I walk through the back of La Restaurant’s kitchen to have a quick look in the fridges. I don’t want Oscar turning up and opening the large walk-in to find raw meat dripping on cooked meat, or dripping on the floor as I’d found it last week before going totally mad and throwing the whole lot out onto the kitchen floor. Or an army of revolting Pharaoh ants like I found last month. They are horrible little bastards. Protein eaters, they feast on spilt blood or any bits of meat left on the floor. I was straight on the phone to Rentokil to get them out. We’ve got a contract with them to come and deal with our rats, mice and cockroaches. If we are going to keep our star, cleanliness is all part and parcel of the package.

Fortunately the ant army is nowhere to be seen and the meat is neatly stacked. There is a large shelf of T-bones, then a couple of racks of lamb chops that are waiting for a trim. They’re on different shelves to indicate which day they came into the restaurant.

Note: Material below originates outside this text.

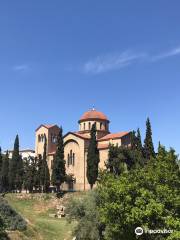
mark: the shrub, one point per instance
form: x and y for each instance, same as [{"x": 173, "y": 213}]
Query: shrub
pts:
[{"x": 11, "y": 219}]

On another shelf there’s a large pancetta curing, a huge tub of giant green Cerignola olives, and a large bucket of par-boiled artichokes, plus a stack of baby pink rhubarb, chicken liquor and some more blood oranges.

I am just closing the door when I hear a terrible scream.

‘Ma-a-a-an! Fuck off, ma-a-a-an, stay away from me, ma-a-a-an!’

There’s a clatter of knives and some screaming and shouting and, as I walk back into the kitchen, I hear the back door slam.

‘What’s going on?’ I ask. I look from one commis chef to another. They are standing there, opened mouthed, staring at the recently slammed door. ‘Where’s Sean?’

‘He’s gone,’ says Barney, stating the obvious.

‘Gone where?’

‘He started freaking out about the cauliflower,’ Barney continues, glancing across at the chopping board covered in white florettes. ‘He said it was like chopping brains, people’s brains, mad people’s brains. It completely freaked him out and he ran out the door. D’you want me to go after him?’

‘Yes, but be quick about it, we’ve got two head chefs turning up in three minutes – as if that’s not going to be enough of a shit storm, without being two commis down as well.’